At No. 7, Tiger Woods bent over so gingerly to pick up his tee that you wondered whether he'd get back up.
At No. 8, he leaned so heavily on his putter while retrieving a ball from the cup that the shaft bowed like a guitar string.
By then he was 3-over par for the day, a half-dozen strokes on the wrong side of the cut line with a still-sore back and one foot already out the door. Sympathy for Woods might be in short supply, but it was still sad to watch.
Sadder still, we might look back someday and remember what happened at this PGA Championship as his Willie Mays moment.
Like Woods, Mays was the greatest player of his era. But Mays was already 41 and a shell of what he used to be by the time he returned to New York to play his final two seasons for the Mets. In Game 2 of the 1973 World Series, he stumbled and fell trying to run down a ball in the outfield and said not long after, "growing old is a helpless hurt." He batted in Game 3 and never appeared in a major league contest again.

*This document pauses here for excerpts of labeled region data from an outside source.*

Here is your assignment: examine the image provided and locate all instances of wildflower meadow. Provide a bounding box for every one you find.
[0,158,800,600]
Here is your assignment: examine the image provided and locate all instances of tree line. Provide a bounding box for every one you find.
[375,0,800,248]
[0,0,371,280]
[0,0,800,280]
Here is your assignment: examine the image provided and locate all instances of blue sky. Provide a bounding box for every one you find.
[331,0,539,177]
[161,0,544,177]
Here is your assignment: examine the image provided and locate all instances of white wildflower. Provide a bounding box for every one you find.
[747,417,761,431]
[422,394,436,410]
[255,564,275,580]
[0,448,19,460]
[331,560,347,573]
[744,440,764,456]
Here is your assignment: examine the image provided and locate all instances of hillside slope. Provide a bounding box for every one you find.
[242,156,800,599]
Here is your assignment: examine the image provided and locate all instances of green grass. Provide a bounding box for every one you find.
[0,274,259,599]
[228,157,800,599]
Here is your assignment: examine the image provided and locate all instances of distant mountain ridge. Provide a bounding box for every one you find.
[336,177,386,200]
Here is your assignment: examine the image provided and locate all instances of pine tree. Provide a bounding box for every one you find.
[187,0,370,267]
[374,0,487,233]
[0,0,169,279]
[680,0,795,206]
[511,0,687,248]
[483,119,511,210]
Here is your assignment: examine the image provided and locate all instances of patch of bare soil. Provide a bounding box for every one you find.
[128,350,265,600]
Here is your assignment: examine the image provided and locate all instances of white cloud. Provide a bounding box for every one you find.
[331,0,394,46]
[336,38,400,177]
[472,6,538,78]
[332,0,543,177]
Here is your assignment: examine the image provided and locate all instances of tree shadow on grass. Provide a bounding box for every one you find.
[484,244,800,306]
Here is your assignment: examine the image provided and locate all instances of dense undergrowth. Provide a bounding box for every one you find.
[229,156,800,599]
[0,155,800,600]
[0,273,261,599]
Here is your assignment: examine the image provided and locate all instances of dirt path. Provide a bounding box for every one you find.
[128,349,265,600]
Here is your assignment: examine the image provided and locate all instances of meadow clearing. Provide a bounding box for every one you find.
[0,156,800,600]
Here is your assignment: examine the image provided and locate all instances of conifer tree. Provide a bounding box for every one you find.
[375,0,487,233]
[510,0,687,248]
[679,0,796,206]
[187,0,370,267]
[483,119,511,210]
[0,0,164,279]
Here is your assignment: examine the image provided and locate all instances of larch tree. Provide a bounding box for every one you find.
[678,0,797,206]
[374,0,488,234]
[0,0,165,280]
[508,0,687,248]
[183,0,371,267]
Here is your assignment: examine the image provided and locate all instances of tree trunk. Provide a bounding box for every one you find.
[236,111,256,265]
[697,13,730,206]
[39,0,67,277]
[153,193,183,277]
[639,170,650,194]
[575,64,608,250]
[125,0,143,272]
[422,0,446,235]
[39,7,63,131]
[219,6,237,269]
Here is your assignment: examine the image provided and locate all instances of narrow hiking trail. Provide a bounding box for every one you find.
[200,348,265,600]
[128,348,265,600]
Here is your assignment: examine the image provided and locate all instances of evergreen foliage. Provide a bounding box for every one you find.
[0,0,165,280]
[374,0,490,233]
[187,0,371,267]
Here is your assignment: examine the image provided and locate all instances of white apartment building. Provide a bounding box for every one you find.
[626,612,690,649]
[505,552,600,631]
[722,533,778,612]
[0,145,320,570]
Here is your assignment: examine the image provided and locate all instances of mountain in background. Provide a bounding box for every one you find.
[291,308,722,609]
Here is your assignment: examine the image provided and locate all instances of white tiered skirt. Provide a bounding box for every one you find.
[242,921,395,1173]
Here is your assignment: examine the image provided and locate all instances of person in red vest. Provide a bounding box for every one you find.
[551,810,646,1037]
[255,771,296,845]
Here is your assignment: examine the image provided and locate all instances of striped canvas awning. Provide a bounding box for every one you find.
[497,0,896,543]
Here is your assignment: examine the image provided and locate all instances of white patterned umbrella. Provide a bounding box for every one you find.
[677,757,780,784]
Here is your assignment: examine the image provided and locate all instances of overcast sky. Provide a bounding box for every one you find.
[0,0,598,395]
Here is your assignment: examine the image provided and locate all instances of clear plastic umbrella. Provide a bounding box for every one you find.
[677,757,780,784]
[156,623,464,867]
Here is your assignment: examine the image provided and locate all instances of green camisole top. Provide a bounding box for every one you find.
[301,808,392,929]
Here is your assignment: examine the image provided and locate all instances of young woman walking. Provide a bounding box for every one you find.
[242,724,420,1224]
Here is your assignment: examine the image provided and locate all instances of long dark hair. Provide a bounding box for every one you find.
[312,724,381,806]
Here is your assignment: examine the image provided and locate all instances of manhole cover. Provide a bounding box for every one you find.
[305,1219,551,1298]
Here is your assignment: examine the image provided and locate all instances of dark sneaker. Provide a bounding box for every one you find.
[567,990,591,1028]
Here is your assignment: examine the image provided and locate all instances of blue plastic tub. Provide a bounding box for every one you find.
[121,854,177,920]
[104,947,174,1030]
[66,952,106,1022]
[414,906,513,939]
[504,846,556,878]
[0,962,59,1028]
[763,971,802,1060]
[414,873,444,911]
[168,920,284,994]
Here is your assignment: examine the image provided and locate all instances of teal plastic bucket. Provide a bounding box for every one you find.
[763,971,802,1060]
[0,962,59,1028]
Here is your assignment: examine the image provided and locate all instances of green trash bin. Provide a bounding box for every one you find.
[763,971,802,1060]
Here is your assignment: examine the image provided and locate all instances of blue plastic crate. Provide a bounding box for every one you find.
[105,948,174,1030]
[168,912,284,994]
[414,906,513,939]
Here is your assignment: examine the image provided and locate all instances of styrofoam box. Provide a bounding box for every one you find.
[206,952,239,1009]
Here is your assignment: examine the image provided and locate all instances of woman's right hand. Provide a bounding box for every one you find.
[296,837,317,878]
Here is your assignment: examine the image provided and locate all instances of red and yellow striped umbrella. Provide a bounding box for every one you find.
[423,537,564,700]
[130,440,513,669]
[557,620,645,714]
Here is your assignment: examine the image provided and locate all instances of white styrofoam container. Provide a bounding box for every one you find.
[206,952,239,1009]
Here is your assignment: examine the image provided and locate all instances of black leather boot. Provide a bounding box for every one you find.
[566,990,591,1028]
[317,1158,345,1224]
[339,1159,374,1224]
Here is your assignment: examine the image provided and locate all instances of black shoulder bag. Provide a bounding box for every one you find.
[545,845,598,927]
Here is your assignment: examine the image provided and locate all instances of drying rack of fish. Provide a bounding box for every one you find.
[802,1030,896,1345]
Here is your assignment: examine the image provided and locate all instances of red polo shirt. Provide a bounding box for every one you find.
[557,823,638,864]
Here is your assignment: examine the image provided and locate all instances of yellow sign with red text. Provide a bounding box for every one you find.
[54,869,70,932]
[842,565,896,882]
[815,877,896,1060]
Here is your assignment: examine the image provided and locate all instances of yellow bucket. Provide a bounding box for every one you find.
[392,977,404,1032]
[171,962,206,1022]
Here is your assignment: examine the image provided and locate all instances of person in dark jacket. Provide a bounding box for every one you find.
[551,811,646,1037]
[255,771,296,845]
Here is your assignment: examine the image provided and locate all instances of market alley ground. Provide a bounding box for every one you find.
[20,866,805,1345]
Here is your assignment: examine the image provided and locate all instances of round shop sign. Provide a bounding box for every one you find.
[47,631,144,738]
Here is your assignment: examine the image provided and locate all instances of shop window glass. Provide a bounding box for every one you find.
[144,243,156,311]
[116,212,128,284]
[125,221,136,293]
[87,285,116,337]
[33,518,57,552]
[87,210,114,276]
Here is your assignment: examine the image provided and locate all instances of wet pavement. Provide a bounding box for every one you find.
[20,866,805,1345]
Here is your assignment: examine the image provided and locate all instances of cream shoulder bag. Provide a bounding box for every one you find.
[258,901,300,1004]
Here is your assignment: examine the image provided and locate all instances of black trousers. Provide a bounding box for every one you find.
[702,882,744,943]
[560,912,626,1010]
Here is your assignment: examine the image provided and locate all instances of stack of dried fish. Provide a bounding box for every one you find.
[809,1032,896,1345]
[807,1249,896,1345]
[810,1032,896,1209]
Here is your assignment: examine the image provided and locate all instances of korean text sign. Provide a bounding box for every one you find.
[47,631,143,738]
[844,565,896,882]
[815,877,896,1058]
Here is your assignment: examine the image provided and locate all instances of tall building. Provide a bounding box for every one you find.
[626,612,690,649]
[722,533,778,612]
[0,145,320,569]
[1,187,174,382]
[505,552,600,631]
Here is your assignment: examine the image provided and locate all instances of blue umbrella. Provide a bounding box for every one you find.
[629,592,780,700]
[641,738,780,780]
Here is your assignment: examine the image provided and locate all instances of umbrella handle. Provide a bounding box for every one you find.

Woods may not be done winning majors, but he's close. He's 38 and the physical breakdowns are gradually piling up closer together, like some slow-motion car crash. The days when he was better than everyone with every club in the bag are a fast-fading memory. He drives the ball erratically and can't make short putts when they matter most.
Woods said Friday after shooting a second consecutive 74 that his back nearly went out on him while practicing on the range. If nothing else, his performance on the golf course afterward made that easy to believe. He made only one birdie in the first round — holing out from 100 feet with a wedge — and didn't make his first conventional birdie until he rolled in a 12-footer on No. 15 in round two. About the only time he looked out from under the bill of his cap and up at the gallery was to acknowledge a warm ovation for his third and final birdie at No. 18.
Afterward, Woods said most of the same things he's been saying a lot the last few years. He needs to get stronger. He needs to fix some technical flaws. His game is close to coming back together. The only revealing thing Woods said was when someone asked whether he felt old.
"I felt old a long time ago," he replied, smiling. "It's darn near 20 years out here."
Golf desperately needs Woods, but now the converse is true, too. That much was clear when he rushed back to play in this tournament just a few days after he withdrew from last week's barely able to bend over far enough to tie shoes.
Speculation ran the gamut earlier this week on what Woods genuinely hoped to accomplish: win the tournament, impress U.S. Ryder Cup captain Tom Watson enough to make the team as a wild-card pick, get enough face time to add another sponsor to his dwindling stable — take your pick. No matter what his real motivation was, he's leaving town empty-handed yet again. He hasn't contended on the final nine of a major since that December day in 2009 when his SUV careened out of control down the driveway of his Florida mansion.
Woods' critics were out in force long before then. Some portion of the audience found him too arrogant right from the start, and even after he ascended to the top of the game and tournament after tournament put on the best show in sports. Another big chunk peeled off after the scandal. Every time he's humbled — and despite a combined eight tour wins in 2012-13, there have been no shortage of those instances — Woods gets carpet-bombed on social media and barroom conversations.
Where he goes from here is anyone's guess. Woods said he has no idea what his schedule the rest of the year looks like. Asked what he'd tell Watson if he calls about the Ryder Cup, Woods was glib.
"I don't know," he replied. "He hasn't called."
At this point, Watson shouldn't bother. The soon-to-be-65-year-old captain didn't make the cut, either, but he still beat Woods here, and at last month's British Open to boot.
Woods wasn't waiting around in any case. Not long after his round was done, he threw his golf shoes, along with the rest of his gear in the back of a car, and slipped into a pair of sneakers — this time without even bothering to tie the laces.